It has always been impossible to define race. Most humans who have ever lived have had characteristics that were recognizable for their race, although nobody could ever figure out how many races there were. For example, are subsaharan Africans all one race? Bantu people (e.g. Nigeria) look very different from Ethiopians and San (e.g. from Namibia).
But in many societies the dominant people found it extremely important to define race with an exactitude that the concept will not allow. This was particularly true for people of mixed ancestry, as many of us are. This resulted in such absurdities as the one-drop rule in pre-Civil-War America, in which “one drop of black blood” made you black, and if your mother was a slave, you were a slave, even if you were only (like the children of Sally Hemings) one-eighth black. The former Apartheid leaders of South Africa struggled with this concept so much that, in their pitiful final days of rulership, they had to define people from India as honorary whites. No more needs to be added to this, other than that if you have not read Mark Twain’s Pudd’nhead Wilson (a slave and a master, who were both one-eighth black, were switched in the nursery), you should.
Still, look around you, and you will find that race is a useful shorthand for identifying people. Even the bluest of liberals cannot avoid it. And, for me, seeing all the different races helps me to rejoice in human diversity, more so than I would if I (perhaps more accurately) saw each person as unique. On the trams of Strasbourg, I enjoyed seeing Muslims and Jews, each in distinctive garb, mixing with saffron-robed Buddhist priests.

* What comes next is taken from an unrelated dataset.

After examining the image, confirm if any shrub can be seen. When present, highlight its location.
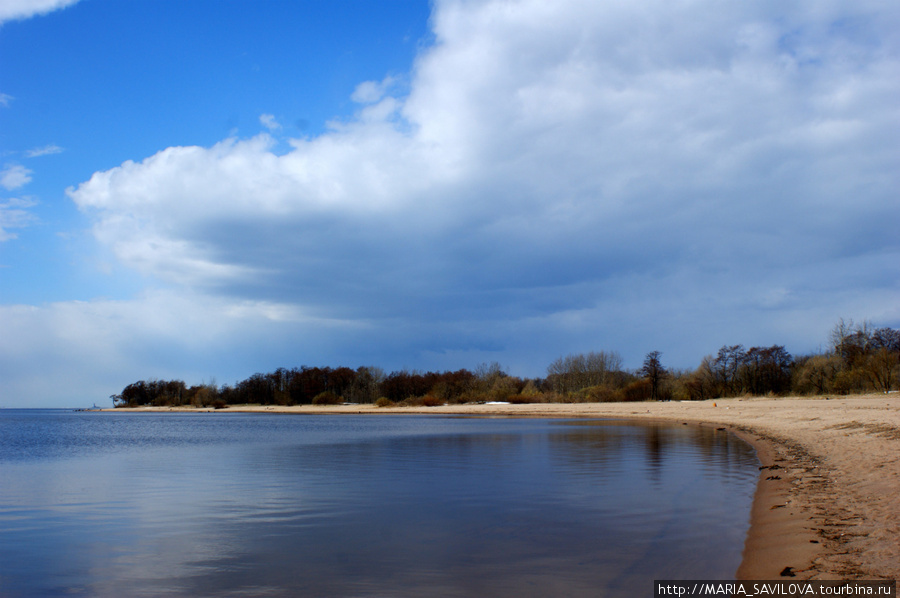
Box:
[422,395,444,407]
[313,390,344,405]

But many people want to make each race a category of blame. The most obvious modern example of this is that millions of conservatives consider all Muslims to deserve blame for the terrorist actions of a small number of them. The solution to terrorism, they believe, is to keep all Muslims out of America. By which they mean, all people Arabic ethnicity. (I’m not sure what they would do with red-headed white Muslims from Turkey or the former Yugoslavia.)
But I’m here to tell you, from personal experience, how evil this is. I am of partial Cherokee ancestry. My sixth great grandmother was Nancy Ward, the famous peace activist of the Cherokee Nation prior to the Trail of Tears. Her cousin, Tsiyu Gansini, was the last holdout of Cherokee warriors, whose Chickamauga warriors did not surrender until 1794 on Lookout Mountain, Tennessee. Tsiyu Gansini and his warriors committed numerous atrocities, and Nancy Ward could not stop them. Nancy Ward said “My cry is all for peace,” while Tsiyu Gansini said, “We are not yet conquered.” Today we would call the Chickamauga warriors terrorists.
And yet the United States considered all Cherokees to be guilty of the Chickamauga terrorism. In 1830, Andrew Jackson signed the Indian Removal Act, and all Cherokees, not just terrorists (of whom none remained by that time) were forced out of their homeland by the United States Army in 1838. Even though the Cherokees by that time had their own written language, newspaper, constitution, Supreme Court, and they lived in white-man houses and had white-man agriculture,
the United States still considered them savages and took their land. It was the category of “Cherokee” that allowed the government to hold all members of the category responsible for the terrorist acts of a few.
When I think about the really nice Muslims I have known, including the couple who struck up a really friendly conversation with us on the tram in Strasbourg, I know none of them approved of Islamist terrorism, any more than my ancestor Nancy Ward approved of the terrorist acts of her cousin, Tsiyu Gansini.